There are two ways to do non-conversion passes. In the 'forward' method, you iterate over all indicies in the subdivision and try to further resolve each position until you finally make a pass over all the indicies and were not able to resolve any of them further, then you are done. While doing this, on the first few passes you may resolve a large percentage of the positions, but you may have to make very many passes to get all the positions resolved. For positions that have e.g. MTC values 100, you have to make 100 passes. If you visit every position for 100 passes, that takes a long time. There is another way, the 'reverse' method, which works like this: each time you make a pass over the indices, you write to a queue the indicies (or positions) which you resolved on the last pass. On each successive pass, instead of visiting every position, you build a reverse movelist from the positions you resolved on the last pass, and only visit those positions that are predecessors of the resolved positions. These predecessor positions are the only ones that can change (immediately) because of a changed value in the previous pass. After a few non-conversion passes, the percentage of positions that get resolved on each pass relative to the total number of positions in the subdivision is very small, and it is more efficient to only visit predecessors of positions that got resolved on the previous pass than to visiit all of them.

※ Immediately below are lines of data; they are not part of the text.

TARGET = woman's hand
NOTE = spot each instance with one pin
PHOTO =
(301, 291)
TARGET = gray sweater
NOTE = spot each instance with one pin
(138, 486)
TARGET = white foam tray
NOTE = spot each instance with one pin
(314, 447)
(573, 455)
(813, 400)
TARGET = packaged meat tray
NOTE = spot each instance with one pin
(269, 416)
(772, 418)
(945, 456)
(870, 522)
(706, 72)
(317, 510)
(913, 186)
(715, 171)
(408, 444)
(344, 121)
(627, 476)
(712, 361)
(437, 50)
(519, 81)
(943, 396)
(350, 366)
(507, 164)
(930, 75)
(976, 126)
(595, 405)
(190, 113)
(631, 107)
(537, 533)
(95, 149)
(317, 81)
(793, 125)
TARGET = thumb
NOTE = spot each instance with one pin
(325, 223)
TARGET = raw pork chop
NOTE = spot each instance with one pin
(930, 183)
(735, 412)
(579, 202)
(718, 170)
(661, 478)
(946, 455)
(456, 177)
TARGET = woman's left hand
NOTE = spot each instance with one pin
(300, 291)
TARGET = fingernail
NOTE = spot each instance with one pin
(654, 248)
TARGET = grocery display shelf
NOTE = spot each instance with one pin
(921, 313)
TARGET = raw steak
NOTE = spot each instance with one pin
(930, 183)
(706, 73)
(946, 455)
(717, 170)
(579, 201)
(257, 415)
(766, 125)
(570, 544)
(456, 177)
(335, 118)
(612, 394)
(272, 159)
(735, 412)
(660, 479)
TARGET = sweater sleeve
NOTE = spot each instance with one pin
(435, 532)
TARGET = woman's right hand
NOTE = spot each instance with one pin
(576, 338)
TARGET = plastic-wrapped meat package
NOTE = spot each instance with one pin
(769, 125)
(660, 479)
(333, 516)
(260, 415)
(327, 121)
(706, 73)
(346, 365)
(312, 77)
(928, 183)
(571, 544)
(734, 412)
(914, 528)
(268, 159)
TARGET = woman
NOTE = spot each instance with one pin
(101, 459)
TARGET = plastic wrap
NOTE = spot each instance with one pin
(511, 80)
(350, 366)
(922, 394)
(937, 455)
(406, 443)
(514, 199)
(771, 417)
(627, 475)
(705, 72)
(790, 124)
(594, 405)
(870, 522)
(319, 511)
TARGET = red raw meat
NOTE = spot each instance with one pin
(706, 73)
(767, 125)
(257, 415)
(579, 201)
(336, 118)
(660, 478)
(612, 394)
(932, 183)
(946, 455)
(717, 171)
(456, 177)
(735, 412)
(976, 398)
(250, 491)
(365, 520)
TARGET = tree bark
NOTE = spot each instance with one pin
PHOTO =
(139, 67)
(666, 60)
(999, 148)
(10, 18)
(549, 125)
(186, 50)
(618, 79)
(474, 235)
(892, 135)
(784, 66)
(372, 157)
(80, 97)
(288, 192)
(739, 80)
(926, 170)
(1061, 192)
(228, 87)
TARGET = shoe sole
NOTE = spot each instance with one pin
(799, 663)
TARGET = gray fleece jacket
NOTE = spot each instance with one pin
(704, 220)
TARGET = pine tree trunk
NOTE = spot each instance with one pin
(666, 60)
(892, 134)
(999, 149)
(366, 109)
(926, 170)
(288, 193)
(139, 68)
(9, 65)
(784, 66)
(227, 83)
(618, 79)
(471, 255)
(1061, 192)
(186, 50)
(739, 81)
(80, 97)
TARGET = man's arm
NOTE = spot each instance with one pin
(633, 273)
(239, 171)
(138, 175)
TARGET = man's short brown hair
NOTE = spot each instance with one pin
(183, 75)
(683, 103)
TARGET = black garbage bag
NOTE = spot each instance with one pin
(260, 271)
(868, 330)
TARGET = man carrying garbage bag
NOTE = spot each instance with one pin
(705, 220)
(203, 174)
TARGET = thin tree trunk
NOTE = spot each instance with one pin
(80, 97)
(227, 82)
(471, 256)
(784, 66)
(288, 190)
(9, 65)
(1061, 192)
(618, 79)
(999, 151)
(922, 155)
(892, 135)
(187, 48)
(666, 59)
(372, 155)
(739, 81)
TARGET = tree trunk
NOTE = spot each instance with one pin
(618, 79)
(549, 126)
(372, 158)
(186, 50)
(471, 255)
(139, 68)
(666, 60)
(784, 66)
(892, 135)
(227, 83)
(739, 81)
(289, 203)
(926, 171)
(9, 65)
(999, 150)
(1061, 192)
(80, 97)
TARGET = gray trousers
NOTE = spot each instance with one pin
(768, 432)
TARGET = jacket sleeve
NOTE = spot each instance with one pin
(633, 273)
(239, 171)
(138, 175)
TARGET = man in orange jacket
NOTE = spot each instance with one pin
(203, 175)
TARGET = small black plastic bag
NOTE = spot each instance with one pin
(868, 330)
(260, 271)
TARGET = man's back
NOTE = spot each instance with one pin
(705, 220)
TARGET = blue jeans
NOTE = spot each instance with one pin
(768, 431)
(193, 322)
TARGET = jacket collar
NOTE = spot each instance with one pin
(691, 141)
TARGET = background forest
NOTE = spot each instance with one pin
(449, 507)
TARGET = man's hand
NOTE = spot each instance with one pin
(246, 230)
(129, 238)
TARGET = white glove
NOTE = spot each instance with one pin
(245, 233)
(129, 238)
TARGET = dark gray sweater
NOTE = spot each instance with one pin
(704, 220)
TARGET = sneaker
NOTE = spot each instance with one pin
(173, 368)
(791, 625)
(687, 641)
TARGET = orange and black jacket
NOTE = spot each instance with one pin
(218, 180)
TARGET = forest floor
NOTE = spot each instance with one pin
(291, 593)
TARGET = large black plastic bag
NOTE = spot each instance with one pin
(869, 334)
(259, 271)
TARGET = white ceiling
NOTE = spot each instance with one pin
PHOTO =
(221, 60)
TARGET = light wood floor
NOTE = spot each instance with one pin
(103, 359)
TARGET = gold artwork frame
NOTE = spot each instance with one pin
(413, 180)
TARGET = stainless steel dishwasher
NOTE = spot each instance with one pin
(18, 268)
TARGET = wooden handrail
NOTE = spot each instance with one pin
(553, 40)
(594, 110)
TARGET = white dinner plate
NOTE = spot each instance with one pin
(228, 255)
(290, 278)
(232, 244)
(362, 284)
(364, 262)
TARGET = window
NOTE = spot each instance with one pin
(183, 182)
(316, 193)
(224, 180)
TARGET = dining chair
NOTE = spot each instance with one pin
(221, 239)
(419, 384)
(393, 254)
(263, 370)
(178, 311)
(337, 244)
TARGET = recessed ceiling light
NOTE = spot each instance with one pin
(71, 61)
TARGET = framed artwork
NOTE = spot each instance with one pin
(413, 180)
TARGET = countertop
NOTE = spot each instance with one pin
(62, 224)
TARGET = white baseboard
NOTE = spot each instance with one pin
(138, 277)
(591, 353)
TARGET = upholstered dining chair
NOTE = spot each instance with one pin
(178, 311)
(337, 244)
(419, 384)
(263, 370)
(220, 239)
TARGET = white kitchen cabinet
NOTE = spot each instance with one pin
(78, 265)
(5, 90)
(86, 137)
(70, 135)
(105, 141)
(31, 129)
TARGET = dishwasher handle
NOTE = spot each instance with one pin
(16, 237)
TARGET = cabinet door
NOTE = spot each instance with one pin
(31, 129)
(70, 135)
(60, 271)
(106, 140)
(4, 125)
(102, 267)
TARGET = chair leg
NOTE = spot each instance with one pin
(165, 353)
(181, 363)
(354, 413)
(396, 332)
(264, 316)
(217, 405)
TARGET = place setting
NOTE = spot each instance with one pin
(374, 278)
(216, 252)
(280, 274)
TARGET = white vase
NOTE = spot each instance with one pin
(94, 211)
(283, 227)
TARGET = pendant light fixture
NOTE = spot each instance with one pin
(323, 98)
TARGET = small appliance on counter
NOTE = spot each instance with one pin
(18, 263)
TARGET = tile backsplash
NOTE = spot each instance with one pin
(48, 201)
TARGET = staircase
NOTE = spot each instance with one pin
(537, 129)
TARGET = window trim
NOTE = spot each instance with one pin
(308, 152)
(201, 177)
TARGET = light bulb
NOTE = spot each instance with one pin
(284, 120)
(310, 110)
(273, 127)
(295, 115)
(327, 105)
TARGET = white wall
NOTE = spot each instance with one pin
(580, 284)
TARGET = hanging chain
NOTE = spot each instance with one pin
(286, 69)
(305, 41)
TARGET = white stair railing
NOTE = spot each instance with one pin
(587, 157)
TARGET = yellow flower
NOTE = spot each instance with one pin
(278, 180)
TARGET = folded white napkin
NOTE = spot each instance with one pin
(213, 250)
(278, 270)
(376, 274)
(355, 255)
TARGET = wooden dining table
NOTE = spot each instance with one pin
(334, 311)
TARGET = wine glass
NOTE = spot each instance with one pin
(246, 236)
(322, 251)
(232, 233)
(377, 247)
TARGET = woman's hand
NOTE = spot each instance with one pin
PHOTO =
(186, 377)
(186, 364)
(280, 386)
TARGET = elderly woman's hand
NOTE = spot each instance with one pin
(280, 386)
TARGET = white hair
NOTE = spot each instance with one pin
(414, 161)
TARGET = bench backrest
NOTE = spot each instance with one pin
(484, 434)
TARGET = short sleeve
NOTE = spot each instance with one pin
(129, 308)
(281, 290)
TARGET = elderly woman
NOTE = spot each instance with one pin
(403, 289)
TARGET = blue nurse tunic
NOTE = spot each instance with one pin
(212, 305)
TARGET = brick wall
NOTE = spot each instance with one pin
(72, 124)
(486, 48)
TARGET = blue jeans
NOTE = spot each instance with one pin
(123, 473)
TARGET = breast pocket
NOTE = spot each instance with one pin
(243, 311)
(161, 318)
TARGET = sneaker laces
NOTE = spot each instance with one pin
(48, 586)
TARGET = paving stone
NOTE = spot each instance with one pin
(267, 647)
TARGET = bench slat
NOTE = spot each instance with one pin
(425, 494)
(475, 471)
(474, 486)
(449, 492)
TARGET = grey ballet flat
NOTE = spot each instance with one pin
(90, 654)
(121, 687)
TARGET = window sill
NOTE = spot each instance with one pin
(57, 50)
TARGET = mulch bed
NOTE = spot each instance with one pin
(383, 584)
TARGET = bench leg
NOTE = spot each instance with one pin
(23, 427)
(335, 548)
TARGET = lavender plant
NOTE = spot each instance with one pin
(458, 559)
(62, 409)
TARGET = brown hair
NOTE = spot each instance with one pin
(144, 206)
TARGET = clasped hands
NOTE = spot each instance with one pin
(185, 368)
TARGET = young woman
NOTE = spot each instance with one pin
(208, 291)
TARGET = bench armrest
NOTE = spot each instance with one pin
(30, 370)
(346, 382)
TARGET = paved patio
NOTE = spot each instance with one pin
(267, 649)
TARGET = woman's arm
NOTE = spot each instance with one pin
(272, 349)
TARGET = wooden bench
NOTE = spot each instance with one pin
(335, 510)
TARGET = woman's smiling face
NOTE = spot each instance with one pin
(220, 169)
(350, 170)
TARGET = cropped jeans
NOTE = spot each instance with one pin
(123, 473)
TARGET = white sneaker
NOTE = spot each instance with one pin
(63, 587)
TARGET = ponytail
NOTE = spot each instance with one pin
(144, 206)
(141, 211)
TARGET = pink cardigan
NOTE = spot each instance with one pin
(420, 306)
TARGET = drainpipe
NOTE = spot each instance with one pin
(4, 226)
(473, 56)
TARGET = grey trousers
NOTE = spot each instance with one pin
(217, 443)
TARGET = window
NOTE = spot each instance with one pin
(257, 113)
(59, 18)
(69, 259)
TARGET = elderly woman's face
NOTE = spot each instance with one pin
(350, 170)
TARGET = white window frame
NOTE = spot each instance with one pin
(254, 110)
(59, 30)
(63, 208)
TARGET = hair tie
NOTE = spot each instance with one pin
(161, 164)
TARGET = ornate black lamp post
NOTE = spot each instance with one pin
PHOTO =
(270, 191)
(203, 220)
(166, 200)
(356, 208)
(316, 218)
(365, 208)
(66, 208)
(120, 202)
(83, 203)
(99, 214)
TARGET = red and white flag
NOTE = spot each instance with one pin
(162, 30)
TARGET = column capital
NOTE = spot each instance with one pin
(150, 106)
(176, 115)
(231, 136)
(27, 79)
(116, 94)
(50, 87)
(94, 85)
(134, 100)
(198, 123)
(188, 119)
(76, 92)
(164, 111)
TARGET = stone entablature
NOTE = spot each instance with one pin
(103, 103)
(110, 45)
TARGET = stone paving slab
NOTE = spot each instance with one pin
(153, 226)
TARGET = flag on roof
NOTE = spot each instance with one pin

I use this method, and when I write a queue of resolved positions, I write the indicies in the queue, not the bitboard of the positions, thus the queue is much smaller. But then on the next pass I need to read the indices from the queue and call indextoposition to get the positions that were resolved. You can't do that if you only have an iterator.

-- Ed

Yes it is clear now.
My algorithm is somewhat different. As soon as I find a new losing position I immediatly generate the predecessors in order to mark them as winning position (if this position is of course not already resolved). That limit also the number of passes and you can see why I do not generate at the same time the DTC table.
I tried in the past to combined this method with yours but I do not manage to obtain good results.
Anyway I do not see the problem with your approach : in parallell of handling the iterator you keep up to date the index of the position by just incrementing it. Because handling the iterator can be a very fast operation made in cache it seems to me a good idea comparing to use the indextoposition routine.
Gérard